We know place is important, don’t we? We know that spaces and buildings hold significance for us. I know you have places and spaces that are sacred, set apart, meaningful to you in your own lives. They are markers of time and events. They are places where important things happened, where hard things happened, where life happened. Place and space do matter. But we are not limited by them. God is not limited by them.

Both of these stories about buildings for God are troubling, aren’t they? Slave labor and manipulation of people’s relationship with God and eternal life? Are buildings for God worth it?

While we can’t discount the significance that buildings played in Solomon’s story and Luther’s story, I don’t think either of these stories is about church buildings.

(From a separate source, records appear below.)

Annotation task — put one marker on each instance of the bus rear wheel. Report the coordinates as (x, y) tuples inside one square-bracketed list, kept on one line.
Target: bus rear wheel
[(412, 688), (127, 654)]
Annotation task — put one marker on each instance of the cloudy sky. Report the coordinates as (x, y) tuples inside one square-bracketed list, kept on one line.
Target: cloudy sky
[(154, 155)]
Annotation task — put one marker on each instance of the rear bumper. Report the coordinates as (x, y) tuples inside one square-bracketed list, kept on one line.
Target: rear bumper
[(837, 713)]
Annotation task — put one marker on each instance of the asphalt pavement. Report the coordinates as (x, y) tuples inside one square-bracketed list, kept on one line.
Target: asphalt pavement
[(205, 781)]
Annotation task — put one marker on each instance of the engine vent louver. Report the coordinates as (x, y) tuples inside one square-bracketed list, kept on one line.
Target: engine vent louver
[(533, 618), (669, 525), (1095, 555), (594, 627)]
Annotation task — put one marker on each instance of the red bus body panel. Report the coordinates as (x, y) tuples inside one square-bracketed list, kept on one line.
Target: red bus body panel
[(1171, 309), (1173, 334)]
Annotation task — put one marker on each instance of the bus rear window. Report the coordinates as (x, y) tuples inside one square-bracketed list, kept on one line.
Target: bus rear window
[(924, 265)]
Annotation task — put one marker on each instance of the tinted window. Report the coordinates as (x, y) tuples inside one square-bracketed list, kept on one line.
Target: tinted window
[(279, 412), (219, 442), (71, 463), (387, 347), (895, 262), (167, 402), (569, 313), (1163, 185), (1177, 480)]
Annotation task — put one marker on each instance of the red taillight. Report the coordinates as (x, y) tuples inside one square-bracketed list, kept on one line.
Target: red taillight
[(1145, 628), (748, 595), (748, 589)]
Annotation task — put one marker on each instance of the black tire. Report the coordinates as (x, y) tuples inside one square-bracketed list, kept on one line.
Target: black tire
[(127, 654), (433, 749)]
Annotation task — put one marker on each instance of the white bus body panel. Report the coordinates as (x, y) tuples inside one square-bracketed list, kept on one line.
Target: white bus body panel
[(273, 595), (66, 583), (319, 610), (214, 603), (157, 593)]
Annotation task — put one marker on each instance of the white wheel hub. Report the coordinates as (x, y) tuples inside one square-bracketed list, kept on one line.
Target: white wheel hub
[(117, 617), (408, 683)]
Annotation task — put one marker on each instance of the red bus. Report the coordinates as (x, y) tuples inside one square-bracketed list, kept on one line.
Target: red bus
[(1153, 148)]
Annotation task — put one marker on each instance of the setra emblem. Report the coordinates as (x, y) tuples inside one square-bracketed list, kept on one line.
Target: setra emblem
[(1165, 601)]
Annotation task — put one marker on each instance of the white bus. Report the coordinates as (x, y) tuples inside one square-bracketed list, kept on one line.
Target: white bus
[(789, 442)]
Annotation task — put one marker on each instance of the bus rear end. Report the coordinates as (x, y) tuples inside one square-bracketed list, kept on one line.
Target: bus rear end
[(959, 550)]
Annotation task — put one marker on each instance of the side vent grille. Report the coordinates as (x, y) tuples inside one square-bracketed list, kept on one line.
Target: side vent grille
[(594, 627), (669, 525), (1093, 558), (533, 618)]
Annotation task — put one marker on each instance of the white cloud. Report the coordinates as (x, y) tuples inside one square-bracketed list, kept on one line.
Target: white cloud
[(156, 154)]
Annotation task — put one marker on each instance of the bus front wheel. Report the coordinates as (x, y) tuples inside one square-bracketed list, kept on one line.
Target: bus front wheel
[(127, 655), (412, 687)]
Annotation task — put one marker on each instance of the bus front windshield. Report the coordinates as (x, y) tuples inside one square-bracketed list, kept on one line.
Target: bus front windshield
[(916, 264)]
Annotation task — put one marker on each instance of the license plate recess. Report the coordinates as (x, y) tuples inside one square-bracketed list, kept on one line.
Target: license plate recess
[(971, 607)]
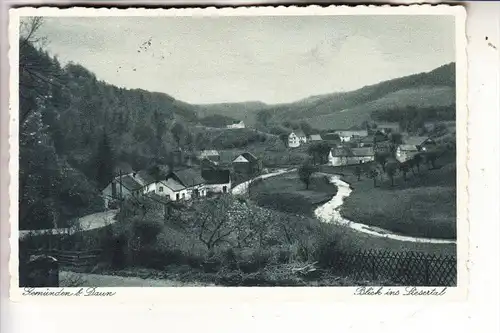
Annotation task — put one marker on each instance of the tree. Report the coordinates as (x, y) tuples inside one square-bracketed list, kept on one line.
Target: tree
[(263, 117), (373, 174), (390, 170), (178, 131), (381, 158), (417, 159), (104, 162), (357, 172), (404, 168), (305, 173), (284, 138)]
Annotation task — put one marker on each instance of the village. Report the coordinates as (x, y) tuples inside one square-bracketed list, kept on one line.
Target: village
[(205, 174)]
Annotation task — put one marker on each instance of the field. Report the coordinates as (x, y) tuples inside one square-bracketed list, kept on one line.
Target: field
[(422, 206), (288, 194)]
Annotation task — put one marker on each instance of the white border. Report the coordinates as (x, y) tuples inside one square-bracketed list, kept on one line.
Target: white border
[(224, 295)]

The buildings, which remember, Jesus said he would tear down and build up again in 3 days, are a distraction.

The heart of both of these stories is the love of God and why it matters at all to us. Today’s stories are less about where God is worshiped and contained and more about where God is active and alive.

Today’s reading from 1 Kings ends like this: 10 And when the priests came out of the holy place, a cloud filled the house of the Lord, 11 so that the priests could not stand to minister because of the cloud; for the glory of the Lord filled the house of the Lord. 12 Then Solomon said, “The Lord has said that he would dwell in thick darkness. 13 I have built you an exalted house, a place for you to dwell in forever.”

God cannot be contained even in the biggest, most lavish church buildings there are. The very servants of the Lord called to their priestly duties to honor God are stopped from ministering by God. And Solomon remembers God has appeared in clouds to his ancestors. God has filled holy spaces before. And Solomon says, But I built you an exalted house, a place for you to dwell forever…

Today is a day, like any other day, that we celebrate that forgiveness and love from God cannot be bought or earned or granted. It is freely given. God cannot be contained.

Today is a day, like any other day, that we celebrate that the love of God is not limited by our attempts to hem God in, control God, or say what God is capable of or not capable of doing.

Today is a day, like any other day, that we celebrate that the grace of God is a free gift given to us through faith.

There is nothing you can do to make God love you any more or any less. No church building can hold this Good News in.

The church has left the building…

Isn’t this the best news you’ve ever heard?